Since in this case we’re dealing with a synchronous xcall, the remote CPU then needs to just chill out until the CPU that initiated the xcall discovers that all remote CPUs have executed the function and are ready to be released:
xc_serv()
146 /*
147 * for (op == XC_SYNC_OP)
148 * Wait for the initiator of the x-call to indicate
149 * that all CPUs involved can proceed.
150 */
151 while (cpup->cpu_m.xc_wait[pri]) {
152 ht_pause();
153 return_instr();
154 }
155
156 while (cpup->cpu_m.xc_state[pri] != XC_DONE) {
157 ht_pause();
158 return_instr();
159 }
And here’s the code on the initiating side that releases all the remote CPUs by setting the wait and state flags to the values that the remote CPUs are waiting to see:
xc_common()
502 /*
503 * Release any waiting CPUs
504 */
505 for (cix = 0; cix < NCPU; cix++) {
506 if (lcx != cix && CPU_IN_SET(set, cix)) {
507 cpup = cpu[cix];
508 if (cpup != NULL && (cpup->cpu_flags & CPU_READY)) {
509 cpup->cpu_m.xc_wait[pri] = 0;
510 cpup->cpu_m.xc_state[pri] = XC_DONE;
511 }
512 }
513 }
there’s a problem
Wait! Without reading ahead in the code, does anyone see the problem?
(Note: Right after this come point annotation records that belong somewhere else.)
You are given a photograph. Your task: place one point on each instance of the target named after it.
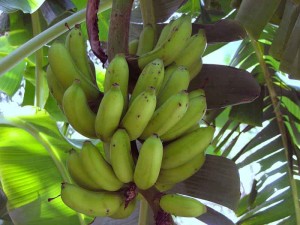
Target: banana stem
(39, 78)
(44, 37)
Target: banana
(132, 46)
(76, 108)
(139, 113)
(167, 115)
(179, 80)
(77, 173)
(124, 212)
(121, 157)
(66, 70)
(56, 89)
(170, 48)
(195, 112)
(146, 40)
(109, 113)
(185, 148)
(98, 169)
(152, 75)
(118, 72)
(148, 163)
(77, 46)
(179, 205)
(193, 50)
(90, 203)
(182, 172)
Back at VMware, Keith hacked up a version of the virtual machine monitor which allowed us to trace certain points in the code and figure out the precise sequence in which they occurred. We traced the entry and return to xc_common() and xc_serv(). Almost every time we’d see something like this:
- enter xc_common() on CPU 0
- enter xc_serv() on CPU 1
- exit xc_serv() on CPU 1
- exit xc_common() on CPU 0
or:
- enter xc_common() on CPU 0
- enter xc_serv() on CPU 1
- exit xc_common() on CPU 0
- exit xc_serv() on CPU 1
But the problem happened when we saw a sequence like this:
- enter xc_common() on CPU 0
- enter xc_serv() on CPU 1
- exit xc_common() on CPU 0
- enter xc_common() on CPU 0
And nothing futher. What was happening was that after releasing remote CPUs, CPU 0 was exiting from the call to xc_common() and calling it again before the remote invocation of xc_serv() on the other CPU had a change to exit.
Recall that one of the the first things that xc_common() does is set the state flag. If the first call to xc_common() sets the state flag to release the remote CPU from xc_sync(), but when things go wrong, xc_common() was overwriting that flag before the remote CPU got a change to see it.
the problem
We were seeing this repeatably under VMware, but no one had seen this at all on real hardware (yet). The machine Keith and I were using was a 2-way box running Linux. On VMware, each virtual CPU is represented by a thread on the native OS so rather than having absolute control of the CPU, the execution was more or less at the whim of the Linux scheduler.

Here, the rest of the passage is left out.